Chinese net users mourn at Google HQ

BEIJING: Scrawled messages, flowers and offerings of fruit outside Google’s Beijing headquarters mourned the passing of a loved one today as Internet users expressed defiance against China’s web censorship.

“I don’t know what I’ll do without Google. I’ve come here to pay my respects to Google,” said one of several paper messages placed on top of the company sign.

“Goodbye Google. You can build the wall, but you can’t separate the hearts of the people. We want to see the other side of the wall,” said another, apparently referring to the authorities’ “Great Firewall of China”.

“Freedom?” wrote one supporter, in English and Chinese, on a message nestled near a bouquet of flowers, a bottle of Chinese baijiu liquor, and some apples and oranges — a typical offering when a loved one has died.

Google vowed on Tuesday to stop bowing to Chinese Internet censors and risk banishment from the lucrative market.
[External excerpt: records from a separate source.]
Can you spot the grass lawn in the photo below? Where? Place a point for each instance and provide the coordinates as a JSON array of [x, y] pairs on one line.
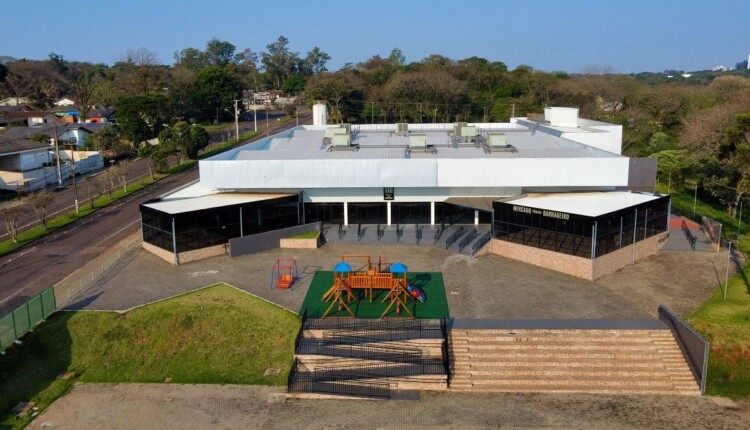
[[726, 325], [436, 305], [216, 335]]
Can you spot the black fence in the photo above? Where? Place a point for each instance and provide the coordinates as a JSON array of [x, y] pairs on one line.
[[467, 239], [304, 382], [268, 240], [338, 347], [688, 234], [480, 243], [694, 347], [454, 237]]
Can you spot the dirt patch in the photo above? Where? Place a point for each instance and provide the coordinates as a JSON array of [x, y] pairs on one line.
[[682, 281], [170, 406]]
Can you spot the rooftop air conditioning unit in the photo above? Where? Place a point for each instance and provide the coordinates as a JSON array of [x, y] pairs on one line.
[[341, 140], [467, 131], [417, 141], [330, 132], [497, 140]]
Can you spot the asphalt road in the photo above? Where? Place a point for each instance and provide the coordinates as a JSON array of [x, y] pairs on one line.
[[63, 198], [29, 270]]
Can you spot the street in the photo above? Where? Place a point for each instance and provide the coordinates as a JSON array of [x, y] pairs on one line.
[[39, 265]]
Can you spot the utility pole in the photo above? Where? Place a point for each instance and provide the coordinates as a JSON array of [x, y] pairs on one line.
[[57, 156], [236, 121]]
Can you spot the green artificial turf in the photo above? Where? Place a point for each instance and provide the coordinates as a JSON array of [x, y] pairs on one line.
[[436, 305]]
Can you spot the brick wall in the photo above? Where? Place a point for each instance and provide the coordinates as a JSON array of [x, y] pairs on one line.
[[298, 243], [613, 261], [200, 254], [572, 265], [579, 266], [165, 255]]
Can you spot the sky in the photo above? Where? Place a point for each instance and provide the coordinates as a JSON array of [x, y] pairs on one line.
[[568, 35]]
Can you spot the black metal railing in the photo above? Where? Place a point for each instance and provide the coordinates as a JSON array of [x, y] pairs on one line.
[[454, 237], [480, 243], [356, 324], [340, 348], [467, 239], [694, 347], [375, 371], [688, 234], [304, 382]]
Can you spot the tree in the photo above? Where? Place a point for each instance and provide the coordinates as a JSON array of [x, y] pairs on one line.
[[217, 88], [141, 117], [397, 57], [293, 84], [279, 62], [83, 92], [315, 61], [39, 201], [106, 139], [219, 52], [11, 216]]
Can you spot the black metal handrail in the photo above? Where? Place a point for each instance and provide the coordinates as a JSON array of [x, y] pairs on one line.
[[386, 370], [480, 243], [467, 239], [304, 382], [355, 350], [454, 237], [370, 324], [688, 234]]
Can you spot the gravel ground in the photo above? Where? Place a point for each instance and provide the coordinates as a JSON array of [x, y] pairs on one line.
[[185, 407]]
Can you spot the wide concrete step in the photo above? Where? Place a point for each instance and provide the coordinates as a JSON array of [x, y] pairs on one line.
[[612, 372], [675, 366], [532, 337], [564, 346], [612, 390], [565, 331]]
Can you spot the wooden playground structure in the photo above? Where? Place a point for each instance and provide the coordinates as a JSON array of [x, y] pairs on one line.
[[284, 273], [368, 278]]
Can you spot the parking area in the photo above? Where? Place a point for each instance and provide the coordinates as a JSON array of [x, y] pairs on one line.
[[485, 287]]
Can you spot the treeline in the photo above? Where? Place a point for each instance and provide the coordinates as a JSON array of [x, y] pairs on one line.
[[697, 127]]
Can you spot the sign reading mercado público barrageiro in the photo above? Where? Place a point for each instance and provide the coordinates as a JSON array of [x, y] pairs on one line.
[[542, 212]]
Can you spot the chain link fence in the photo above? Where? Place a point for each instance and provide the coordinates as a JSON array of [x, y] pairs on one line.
[[24, 318], [72, 287]]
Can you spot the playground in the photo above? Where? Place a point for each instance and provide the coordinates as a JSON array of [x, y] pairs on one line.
[[358, 287]]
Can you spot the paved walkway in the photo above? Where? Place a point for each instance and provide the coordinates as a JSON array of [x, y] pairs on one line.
[[185, 407], [485, 287]]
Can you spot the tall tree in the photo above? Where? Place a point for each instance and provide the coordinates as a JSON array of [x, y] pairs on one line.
[[315, 61], [219, 52], [279, 62]]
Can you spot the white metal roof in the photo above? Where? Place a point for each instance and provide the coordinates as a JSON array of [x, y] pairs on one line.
[[188, 204], [588, 204]]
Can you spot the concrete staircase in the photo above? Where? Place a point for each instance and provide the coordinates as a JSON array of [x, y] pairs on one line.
[[570, 361], [407, 234], [678, 241], [352, 360]]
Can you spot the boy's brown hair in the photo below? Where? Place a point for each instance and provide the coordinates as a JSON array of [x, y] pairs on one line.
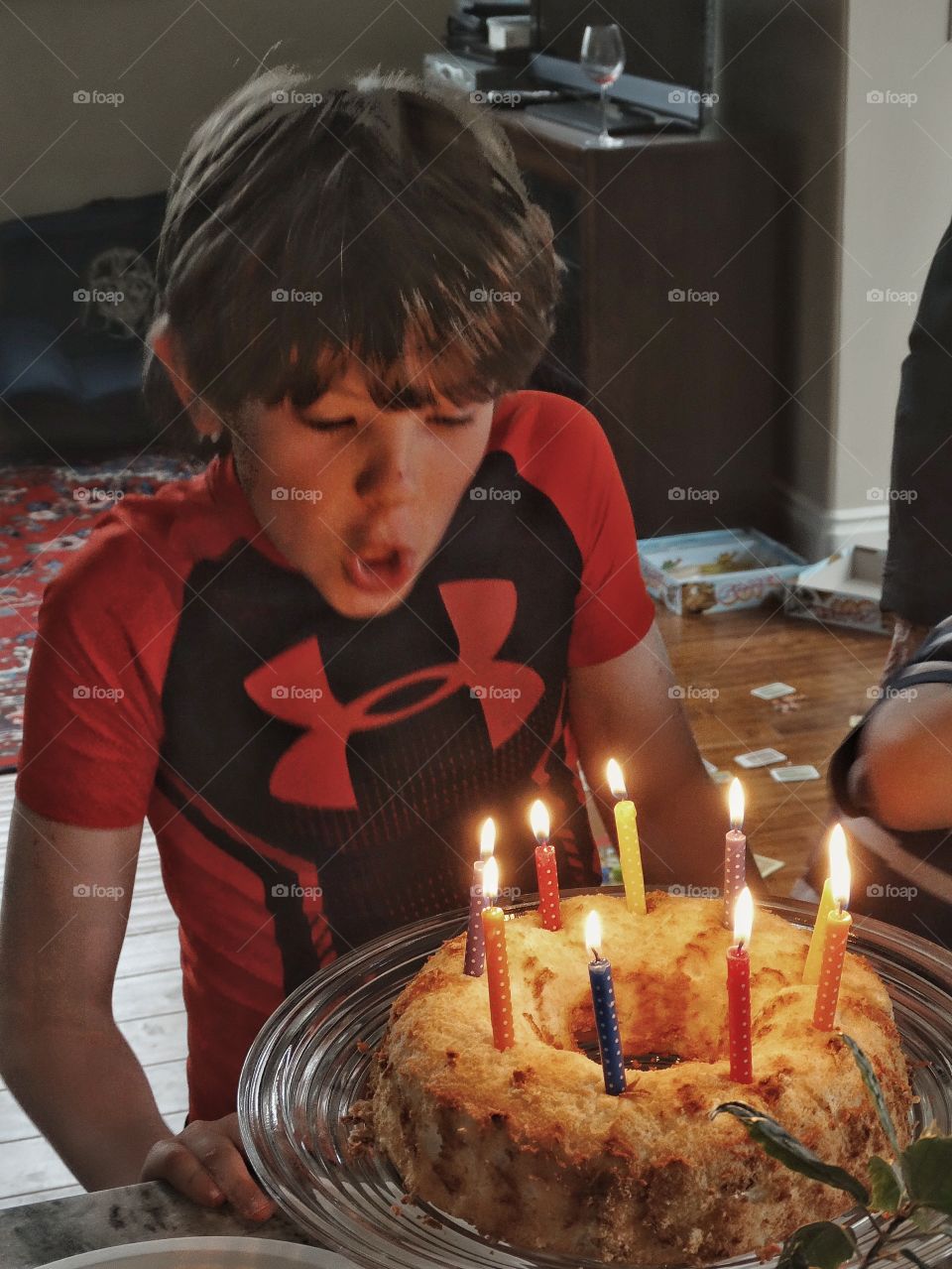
[[309, 226]]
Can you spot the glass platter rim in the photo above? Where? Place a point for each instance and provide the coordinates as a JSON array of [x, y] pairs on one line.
[[321, 1215]]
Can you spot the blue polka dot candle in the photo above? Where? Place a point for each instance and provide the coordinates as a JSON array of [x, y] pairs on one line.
[[474, 960], [606, 1015]]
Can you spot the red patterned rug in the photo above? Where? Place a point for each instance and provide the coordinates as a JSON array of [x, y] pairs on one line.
[[45, 514]]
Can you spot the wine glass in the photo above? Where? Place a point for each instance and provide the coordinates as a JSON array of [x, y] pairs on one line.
[[604, 60]]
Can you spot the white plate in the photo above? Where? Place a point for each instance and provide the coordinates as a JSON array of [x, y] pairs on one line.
[[213, 1253]]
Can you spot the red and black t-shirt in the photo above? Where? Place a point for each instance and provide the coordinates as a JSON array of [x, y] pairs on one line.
[[312, 779]]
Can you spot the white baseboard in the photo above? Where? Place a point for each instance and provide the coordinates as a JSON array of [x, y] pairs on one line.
[[815, 531]]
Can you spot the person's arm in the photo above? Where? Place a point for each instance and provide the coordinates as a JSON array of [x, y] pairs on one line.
[[918, 581], [64, 908], [623, 708], [901, 774], [66, 901]]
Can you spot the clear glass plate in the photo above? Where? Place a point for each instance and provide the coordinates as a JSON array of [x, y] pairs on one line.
[[310, 1061]]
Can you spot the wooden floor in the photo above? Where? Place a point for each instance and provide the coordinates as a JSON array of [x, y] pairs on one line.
[[834, 668], [730, 654]]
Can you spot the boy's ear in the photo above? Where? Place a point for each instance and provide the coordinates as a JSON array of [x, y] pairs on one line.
[[164, 341]]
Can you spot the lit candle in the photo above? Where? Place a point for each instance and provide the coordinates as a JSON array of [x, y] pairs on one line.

China today insisted the Internet was open, and said foreign web firms were welcome to do business “according to law”.

A 27-year-old employee at an Internet company, who only gave his surname Zhang, said the Chinese authorities had gone too far in their policing of the web.

“In the last few years, it has become harder and harder to go around the Great Firewall. You have to spend more time and money,” he said. “If Google leaves China, I think that China can block all Google sites inside China.”

Daily’s warning

BEIJING: China will lose out if Google makes good on a threat to quit the country over cyberattacks and censorship, a state newspaper warned on Thursday, saying people had the right to a free flow of information. “it will imply a setback to China and serious loss to China’s Net culture,” said the Global Times.

US backing

WASHINGTON: With Google threatening to pull out of China over censorship, the White House said on Wednesday that it backs the “right to a free Internet” and confirmed it has held talks with the Internet giant. White House spokesman Robert Gibbs said, “We have had conversations with them.